On 07/30, Pavel Emelyanov wrote:
>
> Oleg Nesterov wrote:
> >>+
> >>+	nfree = 0;
> >>+	for (i = 0; i < PIDMAP_ENTRIES; i++)
> >>+		nfree += atomic_read(&pid_ns->pidmap[i].nr_free);
> >>+
> >>+	/*
> >>+	 * If pidmap has entries for processes other than 0 and 1, retry.
> >>+	 */
> >>+	if (nfree < (BITS_PER_PAGE * PIDMAP_ENTRIES - 2))
> >>+		goto repeat;
> >
> >This doesn't look right.
> >
> >Suppose that some "struct pid" was pinned from the parent namespace.
> >In that case zap_pid_ns_processes() will burn CPU until put_pid(), bad.
> 
> Nope. struct pid can be pinned, but the pidmap "fingerprint" cannot.

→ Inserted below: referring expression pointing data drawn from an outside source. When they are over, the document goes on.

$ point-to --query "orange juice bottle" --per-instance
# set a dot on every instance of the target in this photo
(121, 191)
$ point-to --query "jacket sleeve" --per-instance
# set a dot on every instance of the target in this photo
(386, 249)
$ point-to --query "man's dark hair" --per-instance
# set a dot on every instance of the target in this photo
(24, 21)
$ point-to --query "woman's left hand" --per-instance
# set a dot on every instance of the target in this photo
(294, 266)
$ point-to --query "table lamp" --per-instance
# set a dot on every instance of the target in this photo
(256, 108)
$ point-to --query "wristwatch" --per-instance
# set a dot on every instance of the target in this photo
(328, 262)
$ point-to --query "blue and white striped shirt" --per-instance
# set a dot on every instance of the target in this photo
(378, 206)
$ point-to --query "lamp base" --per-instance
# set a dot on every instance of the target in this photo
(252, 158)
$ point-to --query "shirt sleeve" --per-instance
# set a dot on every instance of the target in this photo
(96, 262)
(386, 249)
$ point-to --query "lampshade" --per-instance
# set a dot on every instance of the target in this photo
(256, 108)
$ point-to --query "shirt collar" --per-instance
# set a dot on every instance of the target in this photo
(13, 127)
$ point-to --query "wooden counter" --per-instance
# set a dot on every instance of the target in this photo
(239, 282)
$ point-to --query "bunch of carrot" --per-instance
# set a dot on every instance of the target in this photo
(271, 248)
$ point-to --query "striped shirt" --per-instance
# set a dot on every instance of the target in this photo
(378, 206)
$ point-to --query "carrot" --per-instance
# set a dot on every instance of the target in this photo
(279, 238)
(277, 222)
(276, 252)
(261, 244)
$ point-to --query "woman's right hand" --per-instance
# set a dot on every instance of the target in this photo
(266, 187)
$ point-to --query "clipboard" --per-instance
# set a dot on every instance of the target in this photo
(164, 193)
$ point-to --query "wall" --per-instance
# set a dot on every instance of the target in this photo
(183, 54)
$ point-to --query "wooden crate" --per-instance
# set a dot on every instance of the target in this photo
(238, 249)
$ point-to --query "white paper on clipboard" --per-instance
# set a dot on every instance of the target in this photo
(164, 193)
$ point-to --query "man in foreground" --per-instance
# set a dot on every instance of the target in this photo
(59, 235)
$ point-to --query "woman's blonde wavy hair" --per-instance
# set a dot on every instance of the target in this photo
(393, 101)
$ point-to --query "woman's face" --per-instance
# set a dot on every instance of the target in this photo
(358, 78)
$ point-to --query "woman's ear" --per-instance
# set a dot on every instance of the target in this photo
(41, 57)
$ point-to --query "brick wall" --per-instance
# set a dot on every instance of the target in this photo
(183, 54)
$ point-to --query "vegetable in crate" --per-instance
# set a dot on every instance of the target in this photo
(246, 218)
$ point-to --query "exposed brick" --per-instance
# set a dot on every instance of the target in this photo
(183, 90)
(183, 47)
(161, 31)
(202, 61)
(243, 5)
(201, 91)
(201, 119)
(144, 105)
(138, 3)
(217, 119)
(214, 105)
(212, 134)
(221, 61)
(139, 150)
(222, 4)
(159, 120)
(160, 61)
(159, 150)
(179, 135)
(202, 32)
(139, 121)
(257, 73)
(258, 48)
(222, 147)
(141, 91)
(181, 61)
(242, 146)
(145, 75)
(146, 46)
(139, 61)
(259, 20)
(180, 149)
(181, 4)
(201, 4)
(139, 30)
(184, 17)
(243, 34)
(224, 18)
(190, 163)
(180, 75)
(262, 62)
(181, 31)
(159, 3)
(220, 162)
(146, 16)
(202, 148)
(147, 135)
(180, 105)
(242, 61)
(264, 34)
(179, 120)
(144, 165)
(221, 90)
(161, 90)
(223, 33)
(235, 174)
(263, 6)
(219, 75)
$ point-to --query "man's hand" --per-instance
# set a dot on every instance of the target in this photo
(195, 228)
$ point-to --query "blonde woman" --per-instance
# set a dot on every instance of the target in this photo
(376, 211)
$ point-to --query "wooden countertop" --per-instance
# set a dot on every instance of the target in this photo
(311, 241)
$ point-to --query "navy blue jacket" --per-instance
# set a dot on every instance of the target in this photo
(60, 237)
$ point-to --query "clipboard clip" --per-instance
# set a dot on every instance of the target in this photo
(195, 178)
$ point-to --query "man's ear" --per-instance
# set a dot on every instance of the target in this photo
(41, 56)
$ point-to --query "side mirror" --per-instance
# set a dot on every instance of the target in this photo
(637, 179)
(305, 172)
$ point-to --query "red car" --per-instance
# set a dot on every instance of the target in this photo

Heh. It was specially designed this way, but I managed to forget.

You are right, thanks for correcting me.

> So as soon as the release_task() is called the pidmap becomes free and
> we can proceed.

Well, it doesn't matter, but strictly speaking this is not true.
release_task()->detach_pid(PIDTYPE_PID) doesn't necessary free pidmap,
it could be "used" by other tasks as PGID/SID.

> However I agree with the "burn CPU" issue - wait must sleep if needed.
> 
> >I think we can rely on forget_original_child() and do something like
> >this:
> >
> >	zap_active_ns_processes(void)
> >	{
> >		// kill all tasks in our ns and below
> >		kill(-1, SIGKILL);
> 
> That would be too slow to walk through all the tasks in a node searching
> for a couple of them we need. fing_ge_pid() looks better to me.

OK. I personally dislike the "retry" logic (and it is not safe if we want
wait() to actually sleep waiting for the child), but we can do the "kill"
loop under tasklist_lock.

In any case, I don't think we should use next_pid() for wait(), or check
pidmap[].nr_free,

> >		do {
> >			clear_thread_flag(TIF_SIGPENDING);
> >		} while (wait(NULL) != -ECHLD);
> >	}

just wait for any child until -ECHLD. After that we can return safely.

Oleg.